Well that whole jeans controversy is a lot more nuanced than I thought.  So who composed this student council?  Was it like one student from each grade, each classroom?  How were they chosen?  Did each classroom or grade vote their own representative?  How did you get nominated?  What was your platform? 

Was this a binding vote or just a resolution with no teeth?  What were the circumstances of the vote?  Was their clearly a majority after the ayes had expressed their opinion?  How can you know that other council members opposed the issue?  You know politicians, they will always act like they agree with you.  What was the nature of your being out of order all through the meeting?  Maybe you're lucky you didn't have to stand in a corner for the rest of the semester.

And don't tell me what Ezekiel had to say about voice votes.  I don't think I talk that much about religion.  I talk about morality a lot, but it's mostly in philosophic manner.  I talk about the institutions of religion sometimes, and I certainly want to talk about the St Nicholas, but I don't see much biblical relevance to any of that.  Well i don't know, it just seems to me that we are talking about something philosophical and the next thing I know we are deep in biblical weeds and I am at a loss to understand how this has anything more to do with what we are talking about than the latest Cubs box score.

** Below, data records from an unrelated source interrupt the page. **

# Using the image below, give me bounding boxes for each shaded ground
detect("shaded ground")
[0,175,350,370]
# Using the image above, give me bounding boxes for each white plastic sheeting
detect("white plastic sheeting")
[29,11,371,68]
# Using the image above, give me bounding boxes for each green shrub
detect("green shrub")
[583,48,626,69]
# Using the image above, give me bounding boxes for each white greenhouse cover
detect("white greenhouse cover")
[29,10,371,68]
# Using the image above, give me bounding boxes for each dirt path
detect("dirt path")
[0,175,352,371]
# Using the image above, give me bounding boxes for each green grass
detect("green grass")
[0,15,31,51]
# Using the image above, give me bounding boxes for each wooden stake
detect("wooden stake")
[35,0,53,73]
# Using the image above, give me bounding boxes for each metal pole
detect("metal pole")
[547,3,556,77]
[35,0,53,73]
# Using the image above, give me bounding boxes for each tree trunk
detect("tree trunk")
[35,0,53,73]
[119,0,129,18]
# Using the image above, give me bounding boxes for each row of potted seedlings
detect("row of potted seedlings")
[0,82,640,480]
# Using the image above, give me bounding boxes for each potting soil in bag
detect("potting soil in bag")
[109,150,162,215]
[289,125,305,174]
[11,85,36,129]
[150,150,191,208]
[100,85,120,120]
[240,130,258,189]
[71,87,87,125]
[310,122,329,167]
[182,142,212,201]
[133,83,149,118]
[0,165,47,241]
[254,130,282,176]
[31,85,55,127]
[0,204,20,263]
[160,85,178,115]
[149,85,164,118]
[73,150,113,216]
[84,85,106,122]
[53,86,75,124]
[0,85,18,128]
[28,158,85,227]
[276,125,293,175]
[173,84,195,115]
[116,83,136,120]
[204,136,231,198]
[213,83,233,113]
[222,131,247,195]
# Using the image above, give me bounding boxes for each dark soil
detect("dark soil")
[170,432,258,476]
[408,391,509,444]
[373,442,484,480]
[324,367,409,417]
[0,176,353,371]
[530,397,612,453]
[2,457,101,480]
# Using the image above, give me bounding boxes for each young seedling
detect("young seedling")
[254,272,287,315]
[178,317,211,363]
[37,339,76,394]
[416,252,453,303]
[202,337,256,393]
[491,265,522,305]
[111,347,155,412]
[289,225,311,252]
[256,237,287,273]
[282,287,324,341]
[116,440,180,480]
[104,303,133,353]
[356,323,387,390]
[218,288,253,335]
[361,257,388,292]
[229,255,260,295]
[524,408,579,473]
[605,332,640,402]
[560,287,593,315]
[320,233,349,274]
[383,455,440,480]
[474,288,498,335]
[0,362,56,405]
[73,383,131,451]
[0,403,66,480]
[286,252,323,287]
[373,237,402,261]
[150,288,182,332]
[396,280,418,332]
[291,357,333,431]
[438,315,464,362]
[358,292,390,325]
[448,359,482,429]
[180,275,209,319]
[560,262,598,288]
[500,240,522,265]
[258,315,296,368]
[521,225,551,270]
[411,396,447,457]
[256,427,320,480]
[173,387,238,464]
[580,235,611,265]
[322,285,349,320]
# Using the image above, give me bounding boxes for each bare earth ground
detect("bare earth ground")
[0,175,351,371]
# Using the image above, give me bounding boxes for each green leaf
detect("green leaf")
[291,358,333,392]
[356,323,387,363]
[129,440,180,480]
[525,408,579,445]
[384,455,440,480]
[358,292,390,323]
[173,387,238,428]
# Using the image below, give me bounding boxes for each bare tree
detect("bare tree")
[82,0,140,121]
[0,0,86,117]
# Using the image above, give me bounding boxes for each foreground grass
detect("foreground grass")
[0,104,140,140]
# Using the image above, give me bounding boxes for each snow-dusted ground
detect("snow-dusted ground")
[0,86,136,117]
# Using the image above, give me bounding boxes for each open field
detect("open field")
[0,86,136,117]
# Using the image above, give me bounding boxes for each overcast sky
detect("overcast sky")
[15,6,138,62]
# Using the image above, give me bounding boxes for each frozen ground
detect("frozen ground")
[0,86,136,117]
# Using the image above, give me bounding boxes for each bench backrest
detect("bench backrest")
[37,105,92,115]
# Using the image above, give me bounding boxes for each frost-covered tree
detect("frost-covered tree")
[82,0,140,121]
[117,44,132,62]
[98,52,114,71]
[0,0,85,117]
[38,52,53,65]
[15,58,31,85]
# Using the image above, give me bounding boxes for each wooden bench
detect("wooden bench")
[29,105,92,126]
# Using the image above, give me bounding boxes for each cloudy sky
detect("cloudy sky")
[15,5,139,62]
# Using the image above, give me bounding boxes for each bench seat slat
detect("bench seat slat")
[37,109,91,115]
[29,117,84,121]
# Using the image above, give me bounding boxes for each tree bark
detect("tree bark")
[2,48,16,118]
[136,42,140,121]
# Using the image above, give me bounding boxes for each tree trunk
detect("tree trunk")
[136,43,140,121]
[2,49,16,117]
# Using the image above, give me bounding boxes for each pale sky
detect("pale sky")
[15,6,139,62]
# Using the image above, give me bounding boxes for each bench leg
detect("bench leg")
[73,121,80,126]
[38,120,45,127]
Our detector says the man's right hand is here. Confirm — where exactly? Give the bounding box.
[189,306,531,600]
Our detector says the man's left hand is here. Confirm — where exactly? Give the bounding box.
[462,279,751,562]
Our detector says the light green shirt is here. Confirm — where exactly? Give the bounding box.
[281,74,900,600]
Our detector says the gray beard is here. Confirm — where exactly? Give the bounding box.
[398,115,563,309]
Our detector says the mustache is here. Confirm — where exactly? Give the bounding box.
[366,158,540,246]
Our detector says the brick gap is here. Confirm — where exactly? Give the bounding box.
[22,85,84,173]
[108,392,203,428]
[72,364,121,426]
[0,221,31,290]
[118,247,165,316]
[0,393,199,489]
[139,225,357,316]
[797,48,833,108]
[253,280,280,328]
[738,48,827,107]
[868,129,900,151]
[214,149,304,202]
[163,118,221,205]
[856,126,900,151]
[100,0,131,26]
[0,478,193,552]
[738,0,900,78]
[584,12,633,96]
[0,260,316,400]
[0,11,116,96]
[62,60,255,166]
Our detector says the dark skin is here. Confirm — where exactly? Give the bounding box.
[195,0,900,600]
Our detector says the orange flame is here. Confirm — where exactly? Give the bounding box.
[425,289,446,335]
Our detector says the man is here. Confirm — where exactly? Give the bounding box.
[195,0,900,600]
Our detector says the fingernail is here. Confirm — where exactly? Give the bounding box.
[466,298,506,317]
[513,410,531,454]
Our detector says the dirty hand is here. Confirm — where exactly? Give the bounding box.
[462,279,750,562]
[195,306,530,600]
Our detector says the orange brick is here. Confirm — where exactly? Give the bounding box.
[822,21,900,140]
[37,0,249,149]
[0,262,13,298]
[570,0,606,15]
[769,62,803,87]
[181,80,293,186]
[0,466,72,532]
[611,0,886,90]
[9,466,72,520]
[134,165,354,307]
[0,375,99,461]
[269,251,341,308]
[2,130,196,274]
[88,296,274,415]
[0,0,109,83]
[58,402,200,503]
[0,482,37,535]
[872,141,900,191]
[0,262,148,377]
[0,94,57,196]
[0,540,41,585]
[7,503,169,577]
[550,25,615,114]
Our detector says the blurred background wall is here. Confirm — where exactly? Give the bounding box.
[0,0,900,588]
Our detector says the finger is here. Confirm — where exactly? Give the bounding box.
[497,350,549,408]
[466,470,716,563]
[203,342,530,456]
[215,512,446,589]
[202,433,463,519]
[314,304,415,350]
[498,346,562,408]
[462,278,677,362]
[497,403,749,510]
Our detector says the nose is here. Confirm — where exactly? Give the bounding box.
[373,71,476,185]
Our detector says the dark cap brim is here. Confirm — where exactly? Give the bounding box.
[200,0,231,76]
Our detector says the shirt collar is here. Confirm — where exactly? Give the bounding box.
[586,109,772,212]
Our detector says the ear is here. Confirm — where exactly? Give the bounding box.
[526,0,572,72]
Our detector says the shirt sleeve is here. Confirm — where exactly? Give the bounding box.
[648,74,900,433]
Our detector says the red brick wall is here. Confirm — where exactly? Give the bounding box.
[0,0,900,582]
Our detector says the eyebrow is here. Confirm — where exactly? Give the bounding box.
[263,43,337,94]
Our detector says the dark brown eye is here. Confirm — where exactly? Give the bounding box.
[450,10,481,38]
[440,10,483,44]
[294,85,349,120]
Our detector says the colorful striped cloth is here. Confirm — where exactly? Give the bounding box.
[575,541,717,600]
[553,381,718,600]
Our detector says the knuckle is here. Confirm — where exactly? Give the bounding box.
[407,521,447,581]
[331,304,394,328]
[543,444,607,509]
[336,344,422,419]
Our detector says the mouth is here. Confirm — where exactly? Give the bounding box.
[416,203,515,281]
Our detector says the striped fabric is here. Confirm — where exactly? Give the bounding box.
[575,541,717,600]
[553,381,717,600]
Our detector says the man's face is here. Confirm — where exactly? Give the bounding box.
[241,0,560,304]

Remember Madalyn Murray O'Hare?  She won a case in the supreme court to eliminate bible reading in public schools in 1963, and founded something called American Atheists, and just generally raised hell against religion for about thirty years.  She was a wretched person, I saw her on tv a couple times and it seems like mainly she liked to argue, and in that Donald Trump manner where she just called everybody who disagreed with her idiots and never really responded to questions she didn't want to answer.  She never wrote much, but sometimes I wish she had so that I could go on and on talking about her writings whenever somebody started talking the bible to me.

So anyway I keep wanting to get back to 1957 in Gage Park, and how it seemed like there was a powerful force to not be different, to not make trouble.  We were all well-fed, well-housed, and though a lot of our education sounded like propaganda they did teach us math and reading well enough.  You know I hated all that authority that the school held over us, but anymore I don't mind it so much.  We were really too young to do much thinking, and probably it's best to do your thinking when you get out of school when you can choose your own books and you're not dependent on getting some grade.

You know the author, Ehrenhalt, expresses nostalgia for that time, and even though I would hate to go back there, I feel it a little bit.  Maybe we were better off somehow believing in something, even if it was wrong, then the way it is now.

Well that's all pretty vague, but I am going to ask you what do you think?